Why did the Brother of the Bride forego the fine champagne for a Milwaukee's Best toast?
The answer goes back a couple of generations.
Gramps Hayden always had a supply of Milwaukee’s Best (Miller’s economy brew) in the fridge of his tiny 1960s ranch-styled home. A home he reconfigured a bit through the ten years of his five children’s births - and the next decade march to the sons' and daughter's adulthoods.
The fridge squeezed into a tight corner on one side of a narrrow kitchen aisle. Two doors faced each other at the kitchen’s entrance. One of those doors led out to the spacious family-room (an add-on built from the left-over lumber of a relative’s disassembled garage). On Red-Letter Days, three, sometimes four, generations of Haydens could fit in the addition, cans of Milwaukee’s Best dispersed among the adult men.
Just across the kitchen’s single-step threshold another door led downstairs to the sons’ Boy-Cave-ish bedroom. Four twin bunks outlined DIY- paneled walls on one end of the cellar. A washer and dryer, an array of usual basement stuff, and an old piano cluttered the other. This arrangement secured the upstairs bedroom across from the master bedroom: Baby Sis’s haunt.

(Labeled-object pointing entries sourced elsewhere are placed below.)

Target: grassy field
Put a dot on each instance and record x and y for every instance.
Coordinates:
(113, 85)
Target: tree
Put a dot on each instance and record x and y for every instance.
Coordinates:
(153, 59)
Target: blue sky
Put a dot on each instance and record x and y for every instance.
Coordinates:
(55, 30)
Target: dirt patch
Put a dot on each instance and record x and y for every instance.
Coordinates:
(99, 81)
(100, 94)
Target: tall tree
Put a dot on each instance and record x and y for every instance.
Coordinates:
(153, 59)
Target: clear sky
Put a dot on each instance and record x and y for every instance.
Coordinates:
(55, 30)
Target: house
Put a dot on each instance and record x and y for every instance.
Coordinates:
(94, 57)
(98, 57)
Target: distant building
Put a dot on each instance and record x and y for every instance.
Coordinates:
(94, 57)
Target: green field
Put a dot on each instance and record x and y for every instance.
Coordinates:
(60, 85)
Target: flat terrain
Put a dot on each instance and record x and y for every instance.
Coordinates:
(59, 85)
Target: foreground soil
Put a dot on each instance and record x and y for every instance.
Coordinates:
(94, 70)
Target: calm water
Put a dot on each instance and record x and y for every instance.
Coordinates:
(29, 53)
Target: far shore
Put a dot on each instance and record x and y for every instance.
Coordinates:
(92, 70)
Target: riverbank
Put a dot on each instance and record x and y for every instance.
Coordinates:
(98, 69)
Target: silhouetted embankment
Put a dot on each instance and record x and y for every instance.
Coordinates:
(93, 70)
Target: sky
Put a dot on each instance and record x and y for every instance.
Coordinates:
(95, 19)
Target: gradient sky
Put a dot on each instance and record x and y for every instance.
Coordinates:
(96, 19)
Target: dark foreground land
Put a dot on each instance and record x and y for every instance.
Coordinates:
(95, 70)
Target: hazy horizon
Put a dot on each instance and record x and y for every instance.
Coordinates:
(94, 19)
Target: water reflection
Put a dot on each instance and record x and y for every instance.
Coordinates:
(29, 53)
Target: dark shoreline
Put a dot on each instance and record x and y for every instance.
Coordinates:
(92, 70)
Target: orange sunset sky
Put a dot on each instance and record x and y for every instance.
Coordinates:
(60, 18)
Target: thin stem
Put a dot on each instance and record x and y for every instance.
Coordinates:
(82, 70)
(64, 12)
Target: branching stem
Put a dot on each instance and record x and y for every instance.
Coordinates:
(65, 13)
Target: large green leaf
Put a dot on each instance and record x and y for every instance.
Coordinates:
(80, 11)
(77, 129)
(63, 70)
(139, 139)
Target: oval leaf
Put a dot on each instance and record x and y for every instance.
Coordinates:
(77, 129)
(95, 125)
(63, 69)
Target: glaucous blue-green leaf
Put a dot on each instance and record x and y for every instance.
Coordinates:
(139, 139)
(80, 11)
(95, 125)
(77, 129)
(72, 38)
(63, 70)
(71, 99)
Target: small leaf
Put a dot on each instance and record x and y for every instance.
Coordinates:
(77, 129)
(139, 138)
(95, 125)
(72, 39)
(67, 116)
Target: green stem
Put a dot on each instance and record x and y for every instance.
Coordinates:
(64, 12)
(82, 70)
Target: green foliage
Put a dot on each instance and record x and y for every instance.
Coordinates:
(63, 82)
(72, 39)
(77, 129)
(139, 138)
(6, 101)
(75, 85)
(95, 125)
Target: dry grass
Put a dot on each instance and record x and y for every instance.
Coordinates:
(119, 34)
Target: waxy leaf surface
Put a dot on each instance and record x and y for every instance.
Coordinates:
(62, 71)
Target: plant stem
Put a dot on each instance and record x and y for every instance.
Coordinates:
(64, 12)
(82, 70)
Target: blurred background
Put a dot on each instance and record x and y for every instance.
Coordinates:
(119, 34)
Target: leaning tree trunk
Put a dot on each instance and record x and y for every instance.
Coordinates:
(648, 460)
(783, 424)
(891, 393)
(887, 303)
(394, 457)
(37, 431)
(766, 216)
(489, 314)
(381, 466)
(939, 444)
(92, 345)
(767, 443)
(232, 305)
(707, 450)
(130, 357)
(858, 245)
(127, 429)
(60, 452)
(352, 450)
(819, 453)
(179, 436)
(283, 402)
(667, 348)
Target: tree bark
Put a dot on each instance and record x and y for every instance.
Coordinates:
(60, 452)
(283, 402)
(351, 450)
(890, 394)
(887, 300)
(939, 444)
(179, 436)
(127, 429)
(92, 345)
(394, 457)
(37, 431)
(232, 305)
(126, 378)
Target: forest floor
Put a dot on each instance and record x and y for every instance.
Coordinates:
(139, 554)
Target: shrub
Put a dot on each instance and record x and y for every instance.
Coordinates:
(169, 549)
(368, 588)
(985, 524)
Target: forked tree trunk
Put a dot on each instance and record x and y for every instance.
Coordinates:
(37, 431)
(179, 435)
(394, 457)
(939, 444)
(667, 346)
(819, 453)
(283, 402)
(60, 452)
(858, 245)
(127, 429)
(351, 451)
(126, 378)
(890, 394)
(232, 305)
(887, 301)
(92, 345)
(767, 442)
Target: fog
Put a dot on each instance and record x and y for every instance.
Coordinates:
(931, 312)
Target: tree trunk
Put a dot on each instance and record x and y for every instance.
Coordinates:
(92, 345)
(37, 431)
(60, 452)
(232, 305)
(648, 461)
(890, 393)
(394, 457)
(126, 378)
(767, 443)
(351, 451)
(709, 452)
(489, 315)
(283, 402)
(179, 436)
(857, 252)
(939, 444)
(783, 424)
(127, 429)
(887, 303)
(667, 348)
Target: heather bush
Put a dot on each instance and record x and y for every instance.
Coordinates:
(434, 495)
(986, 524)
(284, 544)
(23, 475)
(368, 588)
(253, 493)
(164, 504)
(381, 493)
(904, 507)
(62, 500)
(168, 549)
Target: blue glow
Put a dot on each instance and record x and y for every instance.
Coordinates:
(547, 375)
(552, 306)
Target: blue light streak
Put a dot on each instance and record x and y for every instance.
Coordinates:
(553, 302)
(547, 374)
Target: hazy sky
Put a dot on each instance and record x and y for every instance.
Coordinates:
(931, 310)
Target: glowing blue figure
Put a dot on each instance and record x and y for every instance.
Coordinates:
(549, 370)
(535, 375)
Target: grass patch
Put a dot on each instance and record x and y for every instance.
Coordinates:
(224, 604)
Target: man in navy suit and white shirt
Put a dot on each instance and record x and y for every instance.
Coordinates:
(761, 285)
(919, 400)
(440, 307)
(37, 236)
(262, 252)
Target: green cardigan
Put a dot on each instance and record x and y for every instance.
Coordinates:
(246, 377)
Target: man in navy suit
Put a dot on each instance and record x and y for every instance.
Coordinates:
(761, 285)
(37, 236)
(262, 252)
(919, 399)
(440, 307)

Twenty-five years later Mr. and Mrs. upscaled to a big and boxy, four-bedroom cape. But the cape’s large fridge (that still appears almost small in its roomy eat-in kitchen) remained stocked with the low budget Milwaukee’s Best.
Since Conor’s grandfather and father passed in 1998, within six months of each other, Larry’s brothers and sister have raised a red, white, and blue Milwaukee’s Best can to their memory every Father’s Day. And left one at their gravesites too.